The solution I describe uses GUIDs as a key, but a more generalized solution is possible.
Background
While working at my previous company, someone mentioned that they had billions of records to process. They wanted to count the number of unique GUIDs, but couldn't find a useful tool to use. The idea popped into my head and here's the result.
The solution is based on the notion of a base n key with m digits. In the case of a GUID, we have 32 hexadecimal digits. As a result, we can create a tree structure with a depth of 32 (for each of the digits in the GUID). Each node would have an array of 16 sub-trees attached to it.
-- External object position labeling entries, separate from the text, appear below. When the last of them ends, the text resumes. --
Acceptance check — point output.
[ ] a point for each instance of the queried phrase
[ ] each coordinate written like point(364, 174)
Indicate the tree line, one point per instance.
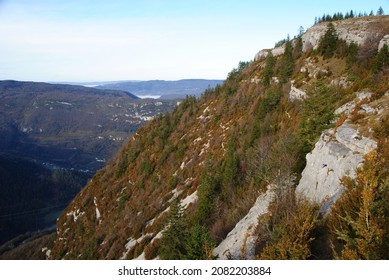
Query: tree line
point(350, 14)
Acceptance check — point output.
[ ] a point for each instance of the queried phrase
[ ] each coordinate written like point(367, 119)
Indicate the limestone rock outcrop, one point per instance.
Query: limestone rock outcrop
point(337, 154)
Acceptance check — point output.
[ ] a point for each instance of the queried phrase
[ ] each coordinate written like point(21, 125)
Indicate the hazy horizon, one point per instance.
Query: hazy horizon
point(82, 41)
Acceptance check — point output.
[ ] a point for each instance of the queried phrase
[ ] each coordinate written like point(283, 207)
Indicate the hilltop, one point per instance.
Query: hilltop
point(70, 126)
point(165, 89)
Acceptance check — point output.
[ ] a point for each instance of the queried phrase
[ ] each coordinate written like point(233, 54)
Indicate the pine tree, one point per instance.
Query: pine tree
point(199, 245)
point(172, 244)
point(382, 58)
point(287, 62)
point(359, 220)
point(269, 69)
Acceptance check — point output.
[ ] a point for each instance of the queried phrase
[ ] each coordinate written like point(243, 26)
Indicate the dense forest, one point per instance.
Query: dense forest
point(33, 196)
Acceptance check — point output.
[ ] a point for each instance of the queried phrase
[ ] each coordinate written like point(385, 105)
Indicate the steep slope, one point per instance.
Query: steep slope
point(69, 126)
point(33, 196)
point(183, 186)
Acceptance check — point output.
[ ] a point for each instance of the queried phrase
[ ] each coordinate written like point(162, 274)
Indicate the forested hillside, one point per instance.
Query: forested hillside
point(241, 173)
point(186, 180)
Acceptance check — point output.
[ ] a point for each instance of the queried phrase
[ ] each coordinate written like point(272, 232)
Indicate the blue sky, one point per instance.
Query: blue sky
point(85, 40)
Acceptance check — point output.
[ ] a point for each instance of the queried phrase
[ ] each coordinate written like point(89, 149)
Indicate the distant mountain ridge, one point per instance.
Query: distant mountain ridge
point(69, 126)
point(7, 86)
point(164, 89)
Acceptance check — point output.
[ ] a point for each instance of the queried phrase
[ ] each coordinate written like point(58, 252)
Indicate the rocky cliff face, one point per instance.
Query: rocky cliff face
point(360, 31)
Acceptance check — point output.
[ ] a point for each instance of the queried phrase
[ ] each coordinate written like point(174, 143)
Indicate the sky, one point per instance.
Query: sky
point(94, 40)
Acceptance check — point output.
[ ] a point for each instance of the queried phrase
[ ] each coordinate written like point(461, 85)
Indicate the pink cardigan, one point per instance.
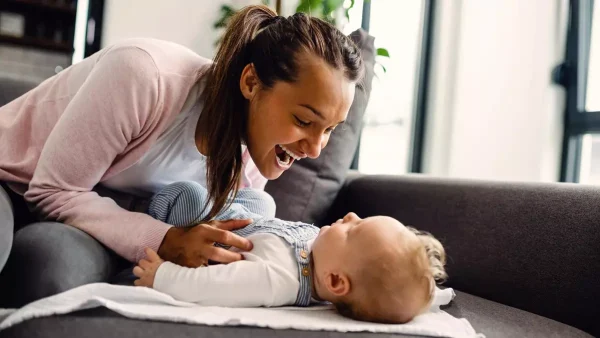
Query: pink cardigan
point(90, 122)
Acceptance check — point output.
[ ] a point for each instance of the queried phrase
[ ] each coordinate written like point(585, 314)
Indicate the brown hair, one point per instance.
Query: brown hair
point(256, 35)
point(426, 266)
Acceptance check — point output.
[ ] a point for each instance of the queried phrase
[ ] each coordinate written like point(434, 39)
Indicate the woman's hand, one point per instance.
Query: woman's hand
point(194, 246)
point(146, 269)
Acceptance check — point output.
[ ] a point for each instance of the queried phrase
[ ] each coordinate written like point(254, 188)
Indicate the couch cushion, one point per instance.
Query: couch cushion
point(306, 190)
point(497, 320)
point(532, 246)
point(490, 318)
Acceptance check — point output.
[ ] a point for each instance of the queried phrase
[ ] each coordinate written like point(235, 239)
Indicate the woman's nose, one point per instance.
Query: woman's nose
point(314, 145)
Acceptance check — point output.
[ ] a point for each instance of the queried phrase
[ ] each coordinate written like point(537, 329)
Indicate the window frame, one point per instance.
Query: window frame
point(572, 74)
point(417, 137)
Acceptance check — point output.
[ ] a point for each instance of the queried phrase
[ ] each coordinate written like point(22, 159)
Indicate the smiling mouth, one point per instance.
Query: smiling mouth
point(285, 157)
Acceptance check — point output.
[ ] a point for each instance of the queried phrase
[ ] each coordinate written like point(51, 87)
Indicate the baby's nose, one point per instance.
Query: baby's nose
point(349, 216)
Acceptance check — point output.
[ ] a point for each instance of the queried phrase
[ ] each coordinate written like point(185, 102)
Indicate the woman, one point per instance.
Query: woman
point(142, 114)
A simplified example is seen below:
Under A, below the root, the array contains 3 elements, with links to 3 sub-trees. The
System.Guid
method ToByteArray()
returns a byte array of 16 bytes. Since a byte contains 256 possible values, that seemed like an unnecessary use of memory. As a result I split it into a 32 element byte array, where each element contained a hexadecimal value. This allows for a node with an array containing 16 sub-trees, instead of 256 sub-trees. I could have used a linked list instead of an array, but I didn't want to increase retrieval time. I sacrificed memory for performance. The solution presented uses two types of data structures, depending on the number of records you need to store.
Memory Based
For small data sets, when we are certain all data can be stored in memory. The above data structure is used here.
File Based
For large data sets consisting of billions of records. The solution uses the file system to store data. The above data structure is represented as a series of file system directories. The limitation is that you need a drive with sufficient memory. You will need to use a spanned hard drive to store all the billions of records you need to work with. This is currently single-threaded, although a multi-threaded solution is possible.
Using the code
For the in-memory solution:
GuidCollection<int> guidCollection = new GuidCollection<int>();
Guid newGuid = Guid.NewGuid();
guidCollection.Add(newGuid, 5);
bool res = guidCollection.ContainsKey(newGuid);
int count = guidCollection.guidArrayTree.Count;
guidCollection.OverwriteValues = true;
guidCollection[newGuid] = 10;
int val = guidCollection[newGuid];
foreach (int intVal in guidCollection.GetEnumerator())
{
System.Console.WriteLine("Value is: " + intVal);
}
int retrivedValue;
guidCollection.TryGetValue(newGuid, out retrivedValue);
guidCollection.Remove(newGuid);
For the file-based solution:
string dir = "C://TestDir/";
GuidCollection<int> guidCollection = new GuidCollection<int>(dir);
Guid newGuid = Guid.NewGuid();
guidCollection.Add(newGuid, 5);
bool res = guidCollection.ContainsKey(newGuid);
int count = guidCollection.guidArrayTree.Count;
guidCollection.OverwriteValues = true;
guidCollection[newGuid] = 10;
int val = guidCollection[newGuid];
foreach (int intVal in guidCollection.GetEnumerator())
{
System.Console.WriteLine("Value is: " + intVal);
}
int retrivedValue;
guidCollection.TryGetValue(newGuid, out retrivedValue);
guidCollection.Remove(newGuid);
Points of Interest
The GetEnumerator()
method required recursion, since we are dealing with a deeply embedded data structure and each level had multiple entries.
I got stuck on that, until I found this
article: http://stackoverflow.com/questions/2055927/ienumerable-and-recursion-using-yield-return
Adding and retrieving data is in linear time. However, we pay for this in terms of memory usage.